# Should I get a 5D mk iii with a 100-400 lens or not? (for football)



## Mashburn (Apr 13, 2015)

I currently have a 70D with a 70-200 F/2.8 lens ii. I am able to do ISO 1600-3200, 1/500, f/2.8 at night football games. It has some noise in it. but it is enough to bother me, plus I would like to shot at faster speeds.

I am thinking of buying a full frame within my budget. and the 5D mk iii is the one I am currently looking at. but I know with it being full frame I would be missing out on the 1.6 crop of zooming. So what do you think of pairing it with a canon 100-400mm ii F/4.5-5.3? 

- what ISO can you go to before you see noise without cropping on a 5d mk iii?
- with moving up 2 F stops, how bad would that take off on the speed?

And I do not want to get prime lenses for 2 reasons. how much it cost and because I hate being set at a fixed position.


----------



## jaomul (Apr 13, 2015)

2 f stops slower lens means 2 stops slower speed at same iso. So f2.8 at iso 3200 would need iso 12800 if at f5.6, or iso 6400 at f4


----------



## syaudi (Apr 13, 2015)

as someone with a 5DMIII and a 100-400mm f/4.5-5.3L...hell yeah.

but a 7D or 7DII might better suit your purposes.


----------



## Mashburn (Apr 13, 2015)

syaudi said:


> as someone with a 5DMIII and a 100-400mm f/4.5-5.3L...hell yeah.
> 
> but a 7D or 7DII might better suit your purposes.


 Yeah that is what I am thinking to just stay with what I have.


----------



## Mashburn (Apr 13, 2015)

jaomul said:


> 2 f stops slower lens means 2 stops slower speed at same iso.
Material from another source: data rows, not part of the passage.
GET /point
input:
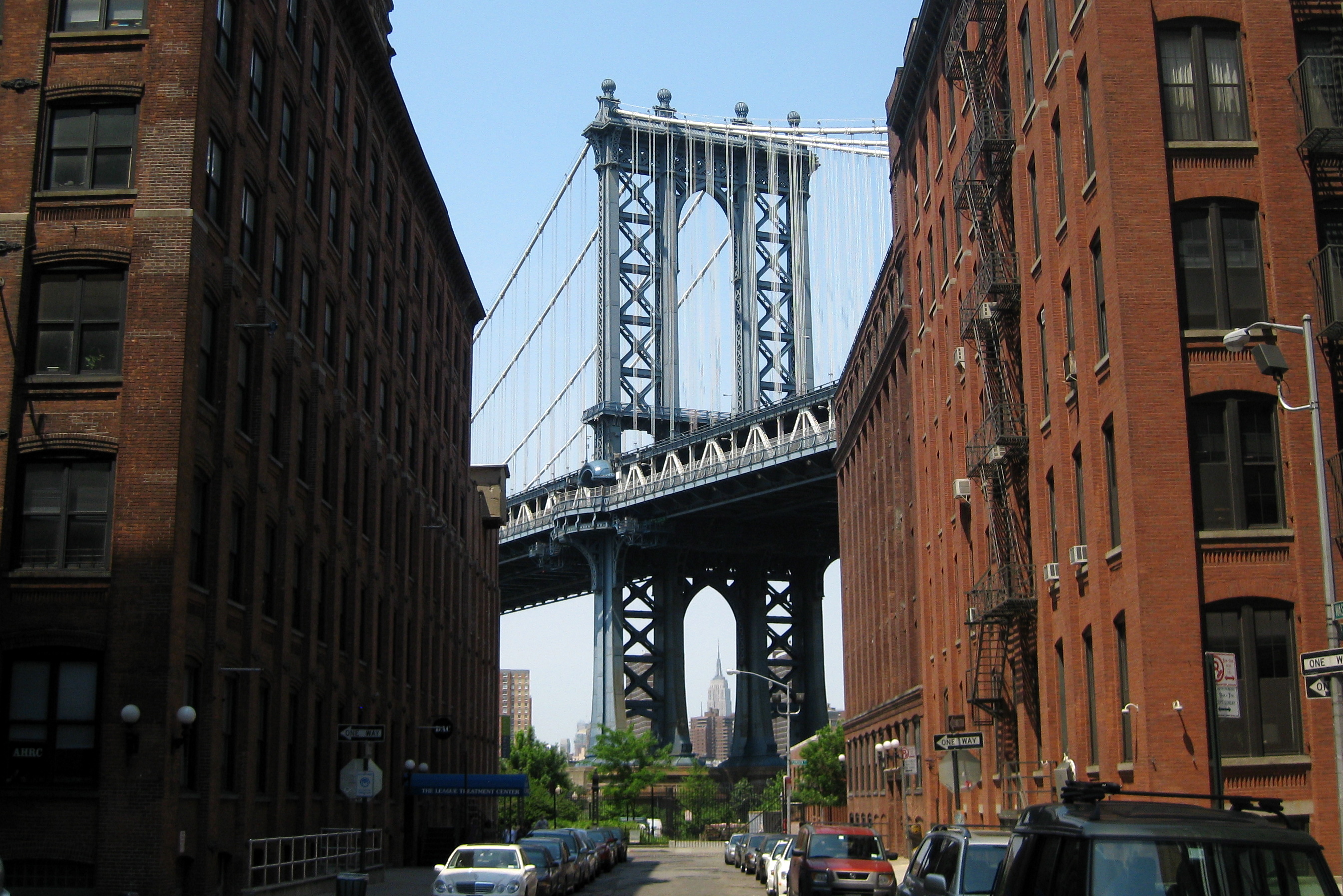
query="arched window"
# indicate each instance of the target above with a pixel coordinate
(1219, 265)
(1235, 458)
(1260, 634)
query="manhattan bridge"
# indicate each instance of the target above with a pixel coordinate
(658, 373)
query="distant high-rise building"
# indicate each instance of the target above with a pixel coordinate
(516, 696)
(720, 699)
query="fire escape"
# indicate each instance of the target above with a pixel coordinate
(1002, 604)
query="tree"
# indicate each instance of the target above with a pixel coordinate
(546, 768)
(628, 764)
(821, 781)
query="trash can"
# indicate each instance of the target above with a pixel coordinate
(350, 883)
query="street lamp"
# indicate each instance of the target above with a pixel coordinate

So f2.8 at iso 3200 would need iso 12800 if at f5.6, or iso 6400 at f4


Thank you that was very informative for me. I was wondering what it would be. 

So with me shooting. 3200, F2.8 1/500. I would have to shot at 12,800, f5.6, 1/500 just to pull off the same shot. and I lose the zoom from having a crop.  

and if I want to take my shutter speed up to 1/1000 from 1/500, I would have to bring the ISO 12,800 to 25,600....... <<<<<------ So now I wonder how high the ISO would go before the noise starts being noticeable on the 5d mark iii.


----------



## ronlane (Apr 13, 2015)

Mashburn said:


> syaudi said:
> 
> 
> > as someone with a 5DMIII and a 100-400mm f/4.5-5.3L...hell yeah.
> ...



While the 7D may have more fps than the 70D, I don't think it would be a better choice. Now the 7D mk II, on the other hand, I think would be a good alternative. I'm still waiting to see how it and the new 100-400mm are going to do for high school football. (I have a friend that has this combination).


----------



## Overread (Apr 13, 2015)

You could consider a 5DMIII and a Sigma 120-300mm f2.8 OS. That replicates a rough similar range coverage whilst keeping the zoom feature in the lens. So you don't lose on apertures what you gain in ISO. The only downside is that the 120-300mm is a lot heavier so you might want a monopod to go with it to take the strain off your arms a bit. 

A 70-200mm f2.8 can be used all day without much trouble - 120-300mm is a lot more strain. 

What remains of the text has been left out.